As an international student, he does not qualify for UC financial aid, and his family is paying all costs. Charging non-Californians so much extra, he complained, is “hypocritical in today’s day and age of egalitarianism.”
According to recent statistics, 3,691 students from other states have said they will enroll as UC freshmen, up 389 from last year, and 5,412 international students have indicated that they will attend, 662 more than last year.
With their strong reputations, some flagship public universities such as UCLA do not have to worry about large surcharges scaring away applicants from other states, said Barmak Nassirian, director of federal relations and policy analysis at the American Assn. of State Colleges and Universities. “They can absolutely compete on brand strengths rather than price.”
And more families these days appear to listen to their children’s’ “emotional layer” of wanting to attend a college far from home, Nassirian said.
(Across all 23 Cal State University campuses, about 4% of undergraduates last year were from other states and countries, with concentrations in San Diego, San Luis Obispo and Northridge. Cal State students from out of state pay about $11,100 in addition to the $5,472 base tuition.)
Until 1993, it was easy to establish California residency within a year or so and then pay the lower tuition. But UC rules were tightened so that current students must prove financial independence for at least two prior years, among other things, to gain resident status.

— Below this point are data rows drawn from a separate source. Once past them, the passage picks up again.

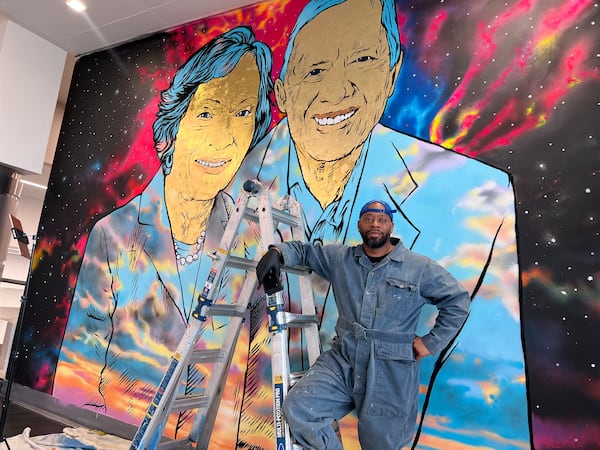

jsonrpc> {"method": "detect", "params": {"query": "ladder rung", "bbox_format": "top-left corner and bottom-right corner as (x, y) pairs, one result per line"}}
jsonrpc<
(281, 266), (310, 275)
(225, 255), (256, 270)
(283, 312), (318, 327)
(158, 438), (193, 450)
(171, 394), (208, 411)
(206, 303), (247, 317)
(189, 348), (225, 364)
(238, 208), (301, 226)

As a result, only “a very small portion” of students from outside California do so, said Stephen Handel, the UC system’s associate vice president for undergraduate admissions
In addition, Handel noted that UC requires that nonresidents have stronger academic records for admission. Last year, on average Californians admitted to UC had a 3.61 grade-point average in high school and a 1822 SAT score, while Americans from other states had a 3.76 GPA and scored 175 points higher on the SAT; international students had a 3.71 GPA and scored 105 points higher on the SAT, according to a UC study.
Nonresidents earned slightly higher grades in their first year but had a somewhat higher dropout rate, which officials say could be caused by homesickness and financial pressures.
Vandan Kasar of Bellevue, Wash., turned down the University of Washington and other colleges in favor of UCLA, where she is entering her third year. Kasar, 20, a human biology and society major, said her family feels a financial strain because she receives no financial aid. And she said she sometimes misses home when California classmates can more easily visit their families.
Still, she said, she has no regrets.
“I don’t know if I am able to put a price tag on all the different experiences I’ve had here,” she said. “Besides the academics, I’m gaining life skills that make it worthwhile in the long run.”